平等って何だと


 考えて、それは単に「持つもの」「持たざるもの」という話ではないと思った。何だろう。それは「敬意」では無いか。他人に対して自分の価値観を押しつけないようにすると、それは敬意が必要となるのでは無いかかと思った。では、その敬意は何から生まれるかというと、それは「理解」なのだと思う。では初めて会う人に対しては理解が無いから敬意は生まれないかというと、そんな事は無い。それは調子に乗らない心というか、「謙虚」さがあれば理解しようとする「努力」を生み出す事が出来る。

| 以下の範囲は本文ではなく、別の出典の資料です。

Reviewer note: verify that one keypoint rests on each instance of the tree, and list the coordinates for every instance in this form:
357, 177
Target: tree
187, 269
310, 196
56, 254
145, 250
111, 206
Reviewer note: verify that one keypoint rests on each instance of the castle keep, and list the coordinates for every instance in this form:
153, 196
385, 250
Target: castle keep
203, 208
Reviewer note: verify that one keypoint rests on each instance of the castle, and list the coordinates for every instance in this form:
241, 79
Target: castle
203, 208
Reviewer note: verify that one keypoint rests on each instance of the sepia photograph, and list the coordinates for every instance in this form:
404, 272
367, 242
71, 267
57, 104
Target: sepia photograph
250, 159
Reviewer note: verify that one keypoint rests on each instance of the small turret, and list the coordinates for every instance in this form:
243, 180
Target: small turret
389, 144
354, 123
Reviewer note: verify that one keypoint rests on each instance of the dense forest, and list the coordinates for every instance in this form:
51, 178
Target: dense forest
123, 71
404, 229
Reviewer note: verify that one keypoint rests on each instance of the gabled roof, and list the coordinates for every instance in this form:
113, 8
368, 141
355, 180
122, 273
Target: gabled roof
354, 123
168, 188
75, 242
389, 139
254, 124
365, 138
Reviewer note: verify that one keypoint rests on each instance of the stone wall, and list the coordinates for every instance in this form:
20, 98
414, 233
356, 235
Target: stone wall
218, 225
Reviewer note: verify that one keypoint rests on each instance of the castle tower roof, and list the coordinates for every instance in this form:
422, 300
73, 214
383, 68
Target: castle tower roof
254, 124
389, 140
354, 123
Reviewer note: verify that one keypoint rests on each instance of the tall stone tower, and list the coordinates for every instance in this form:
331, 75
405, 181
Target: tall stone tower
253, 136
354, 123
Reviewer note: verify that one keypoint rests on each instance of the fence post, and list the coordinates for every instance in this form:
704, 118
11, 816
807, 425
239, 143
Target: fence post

 この「謙虚」という心は、たぶん恐ろしいほど大切なものなのではないか。「自分は他人より偉いわけではない」と世界中の誰もが思っていれば、恐らく戦争など起こらないであろう。結果的に「持つもの」「持たざるもの」に分かれても、それが悲劇を呼ぶ事は無いであろう。しかし、世の中はそうは出来ていない。何故なら、謙虚という心は「ごく本能的な心の成長」に対して不自然な阻害要素なのではないか。だって、みんな飯を食う。生き物を殺して食らわなきゃ、そもそも生き残る事すら出来やしない。
 ならば、それは「程度」の問題だ。しかし程度の問題ほど難しいものは無い。程度が「どの程度なのか」を正確に知っている者はおらず、それを共有する事も不可能だからである。そんな訳で世の中は相も変わらず不平等であり、それは世界全体の話から身近な人間関係まで、全てに及んでいるのである。